When Amy Gough was officially confirmed for the Vancouver Olympic Games, her primary emotion wasn’t elation, but rather relief.
At times, the Olympic qualifying campaign seemed interminable to Gough, a 32-year-old skeleton slider from Abbotsford.
But at last, Gough can call herself an Olympian. Her status was sealed last Friday evening, when she finished second at an Intercontinental Cup race in Calgary.
“It’s been a long haul, and I’m really relieved that it’s over,” Gough told The News in a phone interview. “It’s been really tiring, because it never ends. There always seems to be one more hoop that you have to jump through.
“But now, I can finally start getting excited about walking in the opening ceremonies.”
Gough’s silver medal finish last Friday in Calgary, combined with teammate Michelle Kelly’s bronze, ensured that Canada would qualify three sleds for the Olympics.
Canada had been guaranteed two Olympic berths, and those had already been locked up by World Cup points leader Mellisa Hollingsworth and Kelly. Gough was No. 3 on the Canadian depth chart, and her status wasn’t secure until Friday’s race was over.
The qualifying drive for Canada’s women’s Olympic skeleton team was marked by a surprising amount of controversy. At the World Cup team trials in Whistler in October, Kelly was disqualified because of irregularities with her sled runners.

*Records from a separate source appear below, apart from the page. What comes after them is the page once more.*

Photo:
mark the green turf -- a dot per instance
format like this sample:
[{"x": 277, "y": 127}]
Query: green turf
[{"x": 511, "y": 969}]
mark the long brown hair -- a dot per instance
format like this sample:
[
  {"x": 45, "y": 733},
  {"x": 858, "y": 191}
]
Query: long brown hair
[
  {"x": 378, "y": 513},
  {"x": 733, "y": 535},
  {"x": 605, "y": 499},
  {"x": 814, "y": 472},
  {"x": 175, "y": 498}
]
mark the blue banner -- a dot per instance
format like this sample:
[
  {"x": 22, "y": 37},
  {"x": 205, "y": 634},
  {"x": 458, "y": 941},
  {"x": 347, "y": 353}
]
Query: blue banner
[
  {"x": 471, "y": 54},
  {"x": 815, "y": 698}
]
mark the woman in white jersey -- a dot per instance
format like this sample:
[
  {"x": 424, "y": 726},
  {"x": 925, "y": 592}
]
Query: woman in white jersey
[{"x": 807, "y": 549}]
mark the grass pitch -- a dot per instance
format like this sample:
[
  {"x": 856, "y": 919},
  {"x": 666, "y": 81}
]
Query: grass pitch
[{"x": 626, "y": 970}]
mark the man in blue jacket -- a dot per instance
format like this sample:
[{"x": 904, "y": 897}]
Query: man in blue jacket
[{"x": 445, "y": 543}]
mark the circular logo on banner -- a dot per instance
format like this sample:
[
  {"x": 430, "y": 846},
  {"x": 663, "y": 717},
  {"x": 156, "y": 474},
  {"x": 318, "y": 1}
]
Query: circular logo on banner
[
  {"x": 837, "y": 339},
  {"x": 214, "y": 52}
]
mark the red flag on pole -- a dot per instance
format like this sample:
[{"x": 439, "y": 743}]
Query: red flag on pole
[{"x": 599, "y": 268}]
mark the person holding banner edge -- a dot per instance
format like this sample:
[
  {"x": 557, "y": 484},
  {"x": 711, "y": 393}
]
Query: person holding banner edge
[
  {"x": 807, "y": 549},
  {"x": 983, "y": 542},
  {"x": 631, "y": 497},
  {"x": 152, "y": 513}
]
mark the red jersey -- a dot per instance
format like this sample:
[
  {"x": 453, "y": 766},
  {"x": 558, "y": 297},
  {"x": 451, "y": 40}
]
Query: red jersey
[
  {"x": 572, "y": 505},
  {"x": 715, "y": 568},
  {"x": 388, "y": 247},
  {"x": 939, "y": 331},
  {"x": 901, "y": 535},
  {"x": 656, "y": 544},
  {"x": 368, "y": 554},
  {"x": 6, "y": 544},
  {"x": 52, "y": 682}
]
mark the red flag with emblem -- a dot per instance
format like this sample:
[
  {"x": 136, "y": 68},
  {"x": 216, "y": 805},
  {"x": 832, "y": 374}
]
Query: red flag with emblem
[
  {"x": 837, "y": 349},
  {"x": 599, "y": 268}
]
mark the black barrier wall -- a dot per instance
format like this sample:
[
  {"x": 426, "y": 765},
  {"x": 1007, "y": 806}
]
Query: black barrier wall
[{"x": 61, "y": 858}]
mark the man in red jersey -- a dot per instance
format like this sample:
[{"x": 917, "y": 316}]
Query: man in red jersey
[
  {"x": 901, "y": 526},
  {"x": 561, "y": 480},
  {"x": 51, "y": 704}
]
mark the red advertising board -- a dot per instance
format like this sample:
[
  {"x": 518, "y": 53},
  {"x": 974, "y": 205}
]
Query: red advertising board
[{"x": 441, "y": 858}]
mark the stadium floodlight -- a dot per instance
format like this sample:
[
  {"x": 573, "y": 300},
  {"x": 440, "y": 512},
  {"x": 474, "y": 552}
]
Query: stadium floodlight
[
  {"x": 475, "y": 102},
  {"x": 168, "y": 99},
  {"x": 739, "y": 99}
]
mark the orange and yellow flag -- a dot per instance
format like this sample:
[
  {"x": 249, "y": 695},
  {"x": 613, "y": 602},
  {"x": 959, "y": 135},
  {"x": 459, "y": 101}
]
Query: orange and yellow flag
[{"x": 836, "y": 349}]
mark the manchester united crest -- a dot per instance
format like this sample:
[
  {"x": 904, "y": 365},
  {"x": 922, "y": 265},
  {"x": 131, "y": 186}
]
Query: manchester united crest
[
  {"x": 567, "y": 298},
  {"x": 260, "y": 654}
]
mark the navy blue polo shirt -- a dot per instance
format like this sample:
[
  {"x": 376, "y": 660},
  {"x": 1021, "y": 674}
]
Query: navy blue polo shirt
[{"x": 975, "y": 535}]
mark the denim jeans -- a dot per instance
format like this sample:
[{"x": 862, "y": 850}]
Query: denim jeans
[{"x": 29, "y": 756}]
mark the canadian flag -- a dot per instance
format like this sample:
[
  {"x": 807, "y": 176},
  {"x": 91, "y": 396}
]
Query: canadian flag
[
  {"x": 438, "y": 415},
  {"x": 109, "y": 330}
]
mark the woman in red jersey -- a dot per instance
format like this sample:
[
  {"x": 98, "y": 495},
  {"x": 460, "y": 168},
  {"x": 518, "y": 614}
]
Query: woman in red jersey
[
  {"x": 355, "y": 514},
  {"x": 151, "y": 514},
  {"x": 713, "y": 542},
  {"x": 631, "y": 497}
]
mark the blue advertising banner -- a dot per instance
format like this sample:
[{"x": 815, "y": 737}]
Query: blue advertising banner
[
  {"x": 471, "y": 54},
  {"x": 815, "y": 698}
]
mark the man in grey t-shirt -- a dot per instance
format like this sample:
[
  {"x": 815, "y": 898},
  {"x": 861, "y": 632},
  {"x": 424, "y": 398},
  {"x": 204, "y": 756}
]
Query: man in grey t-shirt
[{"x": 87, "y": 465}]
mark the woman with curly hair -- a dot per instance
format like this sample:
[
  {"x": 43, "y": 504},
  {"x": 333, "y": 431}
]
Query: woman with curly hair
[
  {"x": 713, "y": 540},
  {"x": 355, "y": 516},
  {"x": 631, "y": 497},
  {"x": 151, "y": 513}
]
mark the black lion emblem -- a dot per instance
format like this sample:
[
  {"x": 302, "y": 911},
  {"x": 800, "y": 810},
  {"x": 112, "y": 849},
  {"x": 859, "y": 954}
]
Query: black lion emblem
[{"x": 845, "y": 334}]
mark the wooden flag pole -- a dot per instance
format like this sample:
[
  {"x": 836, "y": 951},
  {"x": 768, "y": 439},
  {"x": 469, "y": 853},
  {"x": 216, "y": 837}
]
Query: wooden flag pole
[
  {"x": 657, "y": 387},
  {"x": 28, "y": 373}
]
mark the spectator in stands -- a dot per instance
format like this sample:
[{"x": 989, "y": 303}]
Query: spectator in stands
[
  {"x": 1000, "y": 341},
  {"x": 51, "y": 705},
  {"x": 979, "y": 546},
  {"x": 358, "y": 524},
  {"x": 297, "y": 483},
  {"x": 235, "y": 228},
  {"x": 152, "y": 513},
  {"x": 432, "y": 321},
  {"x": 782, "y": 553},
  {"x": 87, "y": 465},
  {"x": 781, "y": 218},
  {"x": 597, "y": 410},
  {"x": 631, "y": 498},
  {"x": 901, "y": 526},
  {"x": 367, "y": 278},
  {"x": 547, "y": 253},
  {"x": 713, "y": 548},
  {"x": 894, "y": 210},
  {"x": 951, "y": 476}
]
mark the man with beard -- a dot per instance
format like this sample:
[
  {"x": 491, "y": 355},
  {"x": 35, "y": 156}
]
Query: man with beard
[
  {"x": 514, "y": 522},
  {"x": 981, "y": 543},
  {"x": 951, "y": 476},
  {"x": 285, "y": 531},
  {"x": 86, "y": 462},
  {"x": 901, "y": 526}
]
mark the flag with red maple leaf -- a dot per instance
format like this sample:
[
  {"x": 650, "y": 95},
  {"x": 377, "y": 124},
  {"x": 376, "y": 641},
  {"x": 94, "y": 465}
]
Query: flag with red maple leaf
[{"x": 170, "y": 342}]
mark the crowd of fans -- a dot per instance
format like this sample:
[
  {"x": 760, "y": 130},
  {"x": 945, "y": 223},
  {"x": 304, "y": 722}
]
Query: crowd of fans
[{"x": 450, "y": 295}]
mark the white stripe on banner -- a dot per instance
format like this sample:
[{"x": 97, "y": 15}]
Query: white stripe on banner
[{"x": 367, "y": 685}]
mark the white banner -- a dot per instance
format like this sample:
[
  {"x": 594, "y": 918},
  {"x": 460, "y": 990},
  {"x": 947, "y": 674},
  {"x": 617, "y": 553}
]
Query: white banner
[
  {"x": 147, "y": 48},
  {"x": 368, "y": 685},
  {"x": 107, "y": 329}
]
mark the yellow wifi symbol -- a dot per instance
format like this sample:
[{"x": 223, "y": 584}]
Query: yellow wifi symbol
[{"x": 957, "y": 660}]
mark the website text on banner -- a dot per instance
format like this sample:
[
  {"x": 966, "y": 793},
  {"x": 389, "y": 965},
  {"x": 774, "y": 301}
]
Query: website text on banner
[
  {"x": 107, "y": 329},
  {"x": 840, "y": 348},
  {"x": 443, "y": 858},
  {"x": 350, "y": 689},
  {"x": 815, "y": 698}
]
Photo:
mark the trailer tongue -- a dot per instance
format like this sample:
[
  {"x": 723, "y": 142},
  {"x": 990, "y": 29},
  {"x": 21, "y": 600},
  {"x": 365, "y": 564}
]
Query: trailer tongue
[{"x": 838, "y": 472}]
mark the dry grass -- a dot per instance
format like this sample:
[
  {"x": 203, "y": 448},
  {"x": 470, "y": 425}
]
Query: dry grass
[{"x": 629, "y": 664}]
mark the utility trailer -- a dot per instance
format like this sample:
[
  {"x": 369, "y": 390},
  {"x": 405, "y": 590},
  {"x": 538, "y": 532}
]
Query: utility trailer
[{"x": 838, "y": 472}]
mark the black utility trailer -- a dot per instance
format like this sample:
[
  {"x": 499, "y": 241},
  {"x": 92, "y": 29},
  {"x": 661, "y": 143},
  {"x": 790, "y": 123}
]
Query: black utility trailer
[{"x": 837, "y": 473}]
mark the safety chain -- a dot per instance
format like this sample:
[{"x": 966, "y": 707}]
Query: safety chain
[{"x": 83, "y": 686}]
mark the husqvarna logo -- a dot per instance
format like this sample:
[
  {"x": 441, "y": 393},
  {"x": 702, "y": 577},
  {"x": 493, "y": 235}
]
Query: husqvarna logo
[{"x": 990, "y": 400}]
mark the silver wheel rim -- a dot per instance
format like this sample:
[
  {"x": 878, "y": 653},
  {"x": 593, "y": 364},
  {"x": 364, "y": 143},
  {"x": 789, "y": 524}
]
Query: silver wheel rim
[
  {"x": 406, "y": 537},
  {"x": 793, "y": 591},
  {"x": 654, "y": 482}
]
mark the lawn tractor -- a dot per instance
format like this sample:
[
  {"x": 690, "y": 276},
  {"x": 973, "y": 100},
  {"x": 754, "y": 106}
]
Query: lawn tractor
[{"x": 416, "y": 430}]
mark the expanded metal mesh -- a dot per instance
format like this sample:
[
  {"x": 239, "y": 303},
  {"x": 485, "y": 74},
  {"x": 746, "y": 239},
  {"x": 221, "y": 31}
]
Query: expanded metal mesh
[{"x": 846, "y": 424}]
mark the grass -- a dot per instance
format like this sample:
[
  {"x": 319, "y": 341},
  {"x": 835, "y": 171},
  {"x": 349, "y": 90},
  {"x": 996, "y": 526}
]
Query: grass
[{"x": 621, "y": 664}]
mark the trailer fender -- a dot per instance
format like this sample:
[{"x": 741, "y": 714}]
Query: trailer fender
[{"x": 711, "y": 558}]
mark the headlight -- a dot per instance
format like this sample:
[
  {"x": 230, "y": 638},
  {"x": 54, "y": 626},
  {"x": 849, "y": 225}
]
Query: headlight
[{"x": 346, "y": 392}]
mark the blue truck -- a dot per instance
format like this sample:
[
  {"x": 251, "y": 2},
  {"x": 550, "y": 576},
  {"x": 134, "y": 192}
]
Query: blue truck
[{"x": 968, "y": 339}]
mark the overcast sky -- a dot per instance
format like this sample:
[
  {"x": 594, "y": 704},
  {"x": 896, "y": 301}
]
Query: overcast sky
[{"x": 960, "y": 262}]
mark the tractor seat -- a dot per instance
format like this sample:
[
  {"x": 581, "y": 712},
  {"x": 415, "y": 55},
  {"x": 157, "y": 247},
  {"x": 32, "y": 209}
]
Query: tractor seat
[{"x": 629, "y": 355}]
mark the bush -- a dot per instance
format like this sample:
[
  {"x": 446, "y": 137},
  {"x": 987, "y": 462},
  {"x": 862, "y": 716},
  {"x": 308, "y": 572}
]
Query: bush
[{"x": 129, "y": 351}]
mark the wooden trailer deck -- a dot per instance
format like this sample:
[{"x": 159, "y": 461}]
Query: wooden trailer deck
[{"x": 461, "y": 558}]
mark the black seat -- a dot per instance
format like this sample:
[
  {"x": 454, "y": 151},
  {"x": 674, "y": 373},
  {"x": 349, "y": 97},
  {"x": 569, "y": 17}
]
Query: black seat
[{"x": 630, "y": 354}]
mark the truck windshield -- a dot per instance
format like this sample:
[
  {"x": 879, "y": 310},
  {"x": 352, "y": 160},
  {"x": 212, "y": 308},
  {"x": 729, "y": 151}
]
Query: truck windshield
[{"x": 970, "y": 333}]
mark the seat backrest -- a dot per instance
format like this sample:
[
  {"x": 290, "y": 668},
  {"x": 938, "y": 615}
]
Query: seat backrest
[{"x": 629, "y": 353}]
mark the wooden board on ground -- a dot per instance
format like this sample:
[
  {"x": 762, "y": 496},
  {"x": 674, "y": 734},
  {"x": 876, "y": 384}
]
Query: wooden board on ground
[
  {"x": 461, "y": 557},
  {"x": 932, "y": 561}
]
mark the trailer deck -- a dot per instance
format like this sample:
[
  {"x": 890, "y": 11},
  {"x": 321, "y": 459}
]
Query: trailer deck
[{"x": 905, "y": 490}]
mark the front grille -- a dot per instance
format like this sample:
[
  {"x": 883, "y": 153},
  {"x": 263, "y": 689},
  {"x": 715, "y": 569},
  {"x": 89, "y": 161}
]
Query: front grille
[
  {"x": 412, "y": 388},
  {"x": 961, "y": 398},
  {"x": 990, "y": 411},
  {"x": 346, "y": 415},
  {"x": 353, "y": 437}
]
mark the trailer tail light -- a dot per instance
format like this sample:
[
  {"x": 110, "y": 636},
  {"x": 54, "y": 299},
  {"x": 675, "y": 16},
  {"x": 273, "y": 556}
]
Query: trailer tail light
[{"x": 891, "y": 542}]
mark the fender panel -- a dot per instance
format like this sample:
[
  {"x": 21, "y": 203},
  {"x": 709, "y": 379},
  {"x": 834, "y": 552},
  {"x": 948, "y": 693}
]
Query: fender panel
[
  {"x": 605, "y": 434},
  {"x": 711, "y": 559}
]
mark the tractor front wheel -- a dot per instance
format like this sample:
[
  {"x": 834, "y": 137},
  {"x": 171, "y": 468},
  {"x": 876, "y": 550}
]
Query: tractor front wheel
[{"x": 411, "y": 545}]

But an appeals panel overturned it after learning that Bobsleigh Canada Skeleton only had one equipment inspector on site in Whistler.
Then in December, Kelly was pulled from a World Cup race in Cesana, Italy by Bobsleigh Canada Skeleton CEO after her runners failed a pre-race inspection. But once again, an appeals panel ruled that the decision was a mistake.
The Fort St. John slider ended up overtaking Gough for the second spot on the Canadian team, and Gough had to beat teammate Carla Pavan in a two-race showdown in Whistler on Dec. 30-31 to lock up the No. 3 spot on the roster and keep her Olympic dream alive.
“I’ve tried to stay out of (the controversy), but it’s directly affected me a couple of times,” Gough noted. “It’s really stressful, it’s really unfortunate.”
With her Olympic status secure, Gough will spend the next two weeks in Calgary, working out and honing her skills before heading to Whistler for pre-Olympic practices.
“In competition, we don’t really have a chance to put forth great effort in workouts,” she said. “So I’m really looking forward to these next two weeks of working out in the gym with my strength and conditioning coach and getting a little bit more technical in my push…”
Gough’s showing on the World Cup circuit – she’s currently seventh overall in points, including a silver medal at a race in Park City, Utah – suggests she’s a legitimate threat to medal at the Olympics.